TANJUNGPINANG — Peringatan Hari Marwah setiap 15 Mei merupakan simbol perlawanan dan pergolakan rakyat Kepulauan Riau dalam memperjuangkan terbentuknya provinsi sendiri. Gagasan ini berawal dari Musyawarah Rakyat Kepulauan Riau pertama pada 15 Mei 1999 di Hotel Royal Palace Tanjungpinang, yang menjadi cikal bakal lahirnya Provinsi Kepri. Dua puluh empat tahun kemudian, tema "Kembalikan Marwah Negeri Kami" dipilih sebagai refleksi dan kontemplasi atas perjuangan yang penuh lika-liku tersebut.
Menurut Syahzinan, SE, pelaku sejarah lahirnya Provinsi Kepri dan tokoh BP3KR Jakarta, ada lima fase besar yang menjadi fondasi perjuangan pembentukan provinsi ini. Pertama, Mubes Rakyat Kepulauan Riau pertama pada 15 Mei 1999 yang menjadi embrio gerakan. Kedua, penolakan dari Gubernur dan DPRD Riau terhadap pembentukan Provinsi Kepri. Ketiga, Gerakan Rakyat Perjuangan Provinsi Kepri pada 15 Mei 2002 yang kini dikenal sebagai Hari Marwah.
Fase keempat adalah aksi gerakan moral ribuan rakyat Kepri yang berbondong-bondong datang ke Jakarta pada 20-22 Januari 2002. Fase kelima dan paling krusial adalah Sidang Paripurna DPR RI yang mengesahkan Rancangan Undang-Undang Pembentukan Provinsi Kepulauan Riau pada 24 September 2002. "Inilah peristiwa-peristiwa besar paling bersejarah dan terpenting yang tidak bisa kita lupakan," tulis Syahzinan dalam catatan sejarahnya.
Syahzinan menjelaskan, peringatan Hari Marwah dapat dilihat dari dua perspektif. Dari perspektif hukum, terjadi beberapa kali penundaan pengesahan RUU Pembentukan Provinsi Kepri di Rapat Paripurna DPR RI di Senayan. Penundaan ini terjadi karena adanya tekanan dan intervensi dari berbagai pihak yang berkepentingan menggagalkan pembentukan provinsi baru tersebut.

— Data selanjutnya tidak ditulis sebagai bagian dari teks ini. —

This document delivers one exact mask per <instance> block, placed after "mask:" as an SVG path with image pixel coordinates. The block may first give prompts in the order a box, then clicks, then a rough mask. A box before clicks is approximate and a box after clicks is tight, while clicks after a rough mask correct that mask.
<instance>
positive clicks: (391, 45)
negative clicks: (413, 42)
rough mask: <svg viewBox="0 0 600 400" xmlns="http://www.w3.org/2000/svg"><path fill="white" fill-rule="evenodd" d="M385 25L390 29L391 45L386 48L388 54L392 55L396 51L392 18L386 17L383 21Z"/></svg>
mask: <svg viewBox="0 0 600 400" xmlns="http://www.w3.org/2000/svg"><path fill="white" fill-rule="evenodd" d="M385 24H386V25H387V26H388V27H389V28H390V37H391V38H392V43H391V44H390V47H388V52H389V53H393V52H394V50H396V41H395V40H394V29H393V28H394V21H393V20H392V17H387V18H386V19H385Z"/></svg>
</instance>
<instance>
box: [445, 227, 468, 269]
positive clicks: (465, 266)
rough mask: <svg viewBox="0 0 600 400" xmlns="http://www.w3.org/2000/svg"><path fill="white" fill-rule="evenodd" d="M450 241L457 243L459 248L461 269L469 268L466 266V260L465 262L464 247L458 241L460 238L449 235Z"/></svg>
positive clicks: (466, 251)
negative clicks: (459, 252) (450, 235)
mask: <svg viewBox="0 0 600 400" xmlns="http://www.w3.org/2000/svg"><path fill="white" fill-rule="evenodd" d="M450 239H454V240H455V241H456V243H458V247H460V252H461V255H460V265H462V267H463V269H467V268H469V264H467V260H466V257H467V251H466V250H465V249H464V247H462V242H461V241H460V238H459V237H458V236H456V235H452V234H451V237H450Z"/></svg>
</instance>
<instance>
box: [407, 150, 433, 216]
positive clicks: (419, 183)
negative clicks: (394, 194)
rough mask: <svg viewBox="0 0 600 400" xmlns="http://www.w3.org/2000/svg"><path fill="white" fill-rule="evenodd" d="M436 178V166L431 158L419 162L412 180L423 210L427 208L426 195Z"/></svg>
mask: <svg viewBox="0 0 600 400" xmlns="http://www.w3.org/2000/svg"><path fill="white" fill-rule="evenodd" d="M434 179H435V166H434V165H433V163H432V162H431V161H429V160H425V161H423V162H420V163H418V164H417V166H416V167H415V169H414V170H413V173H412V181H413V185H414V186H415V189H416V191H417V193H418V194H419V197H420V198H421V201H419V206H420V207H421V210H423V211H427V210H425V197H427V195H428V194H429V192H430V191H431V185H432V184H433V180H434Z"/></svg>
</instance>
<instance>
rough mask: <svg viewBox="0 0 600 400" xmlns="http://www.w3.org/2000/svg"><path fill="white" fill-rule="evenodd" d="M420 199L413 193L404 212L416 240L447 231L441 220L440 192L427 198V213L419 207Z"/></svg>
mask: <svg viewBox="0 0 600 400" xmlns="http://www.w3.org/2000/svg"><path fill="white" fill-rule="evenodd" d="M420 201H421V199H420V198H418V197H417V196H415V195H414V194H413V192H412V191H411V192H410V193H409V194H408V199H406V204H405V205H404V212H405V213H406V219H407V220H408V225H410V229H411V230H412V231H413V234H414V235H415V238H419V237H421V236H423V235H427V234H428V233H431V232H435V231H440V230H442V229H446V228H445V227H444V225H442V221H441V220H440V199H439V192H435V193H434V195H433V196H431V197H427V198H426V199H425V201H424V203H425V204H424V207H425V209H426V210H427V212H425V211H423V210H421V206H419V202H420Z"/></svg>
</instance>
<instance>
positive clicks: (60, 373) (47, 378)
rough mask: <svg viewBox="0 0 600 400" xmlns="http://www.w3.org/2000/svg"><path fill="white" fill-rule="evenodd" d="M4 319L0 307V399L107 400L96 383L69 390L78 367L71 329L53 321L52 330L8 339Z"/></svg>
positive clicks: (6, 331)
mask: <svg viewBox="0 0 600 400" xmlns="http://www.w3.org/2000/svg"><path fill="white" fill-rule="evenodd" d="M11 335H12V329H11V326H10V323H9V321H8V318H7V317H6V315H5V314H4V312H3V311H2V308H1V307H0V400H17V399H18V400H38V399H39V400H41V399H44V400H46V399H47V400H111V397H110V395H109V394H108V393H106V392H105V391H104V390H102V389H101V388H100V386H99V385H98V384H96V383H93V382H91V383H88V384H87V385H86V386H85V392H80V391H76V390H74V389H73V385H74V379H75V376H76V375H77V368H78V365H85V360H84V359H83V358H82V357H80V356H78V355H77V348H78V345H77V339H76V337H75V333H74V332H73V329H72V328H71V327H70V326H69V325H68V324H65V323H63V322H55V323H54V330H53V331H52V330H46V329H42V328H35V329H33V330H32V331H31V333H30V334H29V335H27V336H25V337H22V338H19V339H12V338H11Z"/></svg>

Dari perspektif sejarah, perbedaan visi pembangunan antara Riau Daratan dan Kepulauan Riau menjadi pemicu utama. Masalah rentang kendali yang jauh serta ketidakadilan dan pemerataan pembangunan antara kedua wilayah mendorong Kepulauan Riau untuk berpisah dari Pekanbaru sebagai provinsi induk. "Satu visi daratan dan satu lagi visi kepulauan, serta letak geografis yang sangat berbeda," ungkap Syahzinan.
Peristiwa 15 Mei 2002 menjadi momen yang sangat sakral dan spektakuler bagi rakyat Kepulauan Riau. Peristiwa ini dipicu oleh rasa marah dan tersinggungnya rakyat karena harga diri mereka terinjak. Beberapa kali penundaan pengesahan RUU oleh Pemerintah dan DPR RI yang selalu menemui jalan buntu dianggap sebagai pelecehan terhadap martabat orang Melayu Kepulauan Riau yang menjunjung tinggi adat dan sopan santun.
Perjuangan panjang penuh pengorbanan tenaga, pikiran, moral, air mata, bahkan nyawa sekalipun dipertaruhkan pada masa itu. Peringatan 24 tahun Hari Marwah tahun ini menjadi pengingat agar generasi sekarang dan mendatang serta anak cucu harus tahu dan paham tentang rangkaian peristiwa besar masa lalu. Momentum ini diharapkan mampu mengembalikan marwah dan martabat negeri yang pernah diperjuangkan dengan darah dan air mata.